Wrong. Incoming competition made the first half of Brady’s senior season extremely complicated. Drew Henson, a sophomore athletic freak, was in striking distance of the starting role. As the first game came, Coach Lloyd Carr decided to have Brady play the first quarter and Henson play the second quarter.
Whoever had the hot hand would be the quarterback in the second half. That worked for the first five games until the Wolverines ran into trouble in the in-state rivalry game against Michigan State.
Henson got Michigan football in a 17-point hole. Despite losing the game, Brady nearly brought the Wolverines back.
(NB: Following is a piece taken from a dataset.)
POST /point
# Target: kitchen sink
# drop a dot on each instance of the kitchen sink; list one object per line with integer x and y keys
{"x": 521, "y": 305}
With a final score of 34-31, Michigan football had suffered its first loss of the season. This was Tom Brady’s third-best moment as Wolverine because, forget the loss, Brady separated himself in the QB battle between him and Henson, and the rest of the season was history.
Brady had made it a goal when he got to the University of Michigan that he would be the starting quarterback. When he was finally able to secure the role, he put on a show, but when that role was taken away from him once again, he wasn’t going to quit.
Brady’s senior season was a grind, a battle, and although he knew Henson was the better athlete with a stronger arm, faster feet, and more potential, there was zero chance a motivated Tom Brady with his work ethic and drive to success was going to allow the hyped-up sophomore to take his role as the quarterback.